Share This Article
Matthew Houck, cantautore classe ’80 proveniente da Huntsville (Alabama) ma con un vissuto tra Brooklyn e Nashville, arriva al settimo album con il moniker Phosphorescent e ad un buon lustro di distanza dall’ottimo “Muchacho”, che rileggeva la roots music da un lato arricchendola di profumi world come in “Song For Zula” e dall’altro con gli orizzonti pieni di malinconia di “A New Anhedonia”. In “C’est La Vie” non cambia di tanto la proposta musicale, quello che difetta è la scrittura, fine a sè stessa e ridondante soprattutto negli episodi che vorrebbero inserire Phosphorescent tra i nomi che contano – ovvero i singoli di lancio.
A partire da “New Birth In New England”, che linko qui sotto tratta da un’esibizione al Late Show di James Corden, notiamo un Matthew Houck supponente e da compitino per un pezzo in bilico tra le anime di Paul Simon e Mick Hucknall che risulta monotona e priva di originalità. Discorso simile vale per la piano ballad “C’est La Vie No.2”, storia di un uomo rinfrancato dall’amore e la costruzione di una famiglia – “I stood out in the night, In an empty field and I called your name, I don’t stand out all night in empty fields And call your name no more” – tematica anche della più frizzante seppur lunga “My Beautiful Boy” dedicata al figlio. “Christmas Down Under” scivola in territorio Dire Straits presentando un gustoso assolo di chitarra tra echi di vocoder, mentre i due brani paralleli “Black Moon/Silver Waves” e “Black Waves/Silver Moon” suonano per metà folk e per metà ambient quasi che i Fleet Foxes si facessero produrre da Daniel Lanois.

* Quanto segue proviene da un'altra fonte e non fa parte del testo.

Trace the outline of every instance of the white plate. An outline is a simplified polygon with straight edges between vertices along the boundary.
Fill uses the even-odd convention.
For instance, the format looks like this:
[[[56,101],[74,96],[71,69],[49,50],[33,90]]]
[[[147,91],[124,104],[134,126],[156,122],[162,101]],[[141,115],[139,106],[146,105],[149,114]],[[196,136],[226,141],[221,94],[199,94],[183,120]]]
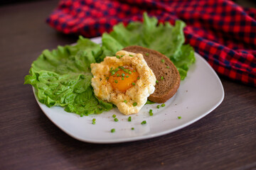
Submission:
[[[92,39],[100,43],[101,38]],[[185,80],[181,81],[176,94],[165,103],[165,107],[156,108],[158,103],[146,105],[138,114],[122,115],[117,108],[100,115],[80,117],[65,112],[61,107],[48,108],[36,99],[46,116],[70,136],[92,143],[117,143],[145,140],[164,135],[186,127],[202,118],[218,106],[224,98],[223,85],[216,73],[198,54]],[[149,116],[149,109],[154,115]],[[117,115],[118,122],[112,117]],[[178,119],[178,117],[181,118]],[[96,124],[92,124],[96,118]],[[146,125],[142,125],[146,120]],[[134,128],[134,130],[131,130]],[[115,132],[110,132],[114,128]]]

Il momento che spacca l’album però c’è e fa intendere che Phosphorescent non ha del tutto perso la sua vena creativa: si chiama “Around The Horn” e nei suoi otto minuti veniamo trasportati da una ritmica motorik su di un flusso nervoso di tastiere e pedal steel che lascia poi spazio all’annuniciazione dei versi, “Anything is fine/ Once you make it fine, yeah/ So don’t just sit there an cryin’/ Go on an make it right, yeah. Fa da contraltare “These Rocks” (la sua “Not Dark Yet”?), un lento blues di profondità che non sfigurerebbe proprio in un “Time Out Of Mind”. Ad ogni modo siamo di fronte ad un lavoro di transizione di Phosphorescent, senza infamia e senza lode.